The first official day of summer is approaching fast and high temperatures can put more stress on diesel engines and their cooling systems. Especially if you are in an area that regularly hits triple digits, there are some important steps you should take to make sure your diesel engine equipment is prepared for the summer heat.
Schedule an inspection with a cooling system service provider
If there is only one thing you do to protect your diesel engine equipment during the summer season, make it a thorough maintenance appointment with a reliable service team that specializes in diesel engine cooling. Even if you are already on a regular maintenance plan, be sure to get your most important equipment inspected before temperatures start to spike. Naturally, the hotter it is the harder your cooling system will have to work to protect your engine. Routine measures like a coolant check or replacing air filters could prevent big problems from affecting your engine when it’s under stress. This pre-summer inspection is also a great time to confirm that you’re using the right type of coolant for your engine, and to find out if something specifically designed for high temperature environments is necessary. Service technicians can also clean your radiators, either with traditional methods or waterless dry ice blasting, which will help the system dissipate heat as efficiently as possible. Any diesel particulate filters (DPFs) should also be cleaned and restored.
Check your thermostat
The thermostat is an important diesel engine cooling system component that your service technician should check if you follow the first measure on this list.

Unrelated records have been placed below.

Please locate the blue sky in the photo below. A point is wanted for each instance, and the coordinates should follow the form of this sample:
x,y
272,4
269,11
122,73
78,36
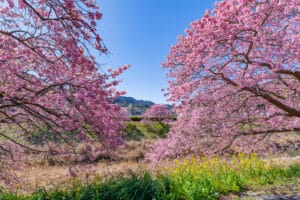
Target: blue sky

But it warrants special mention here because a malfunctioning thermostat won’t release coolant to flow through the radiator properly, which will lead to engine overheating. Make sure you have the thermostat tested by a cooling system expert, especially if yours is an engine model with more than one.
Prepare your job site to minimize dust and particles
It is no secret that dust, rocks and other abrasive particles kicked up by moving vehicles at a job site are a danger to engines. Scorching heat dries out the ground and can make these common hazards worse. If possible, water as much of your job site as you can, both before and during busiest work hours. It will minimize the amount of dust in the air and limit the potential for components like bearings being damaged.

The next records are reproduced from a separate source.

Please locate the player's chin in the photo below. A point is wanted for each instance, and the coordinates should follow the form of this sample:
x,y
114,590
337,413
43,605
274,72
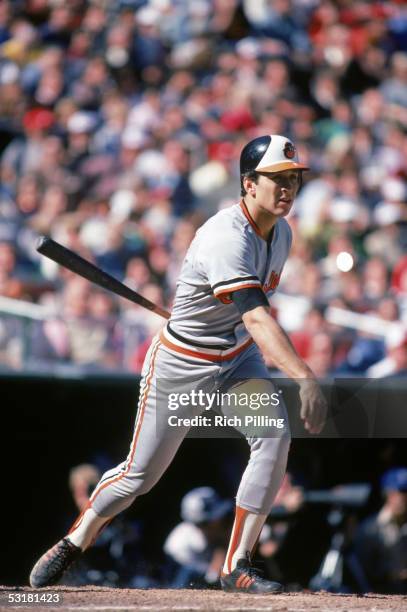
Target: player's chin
x,y
283,208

Let your engine idle before turning off
This one is a simple habit that too many operators forget. Before shutting down heavy diesel engine equipment, let the engine idle for at least 5 minutes. This allows the engine to cool down and will extend the life of vital components like the diesel exhaust fluid (DEF) injector.
Check your tires and rotate them regularly
As the temperature rises, so does the temperature of asphalt roads and other surfaces your equipment drives on. Heat transfers to the tires and gets trapped in the rubber, increasing the speed at which they wear down. Make sure you are sticking to a regular tire rotation schedule to offset this faster wear. It will help reduce the stress on your engine and delay the need for expensive replacements.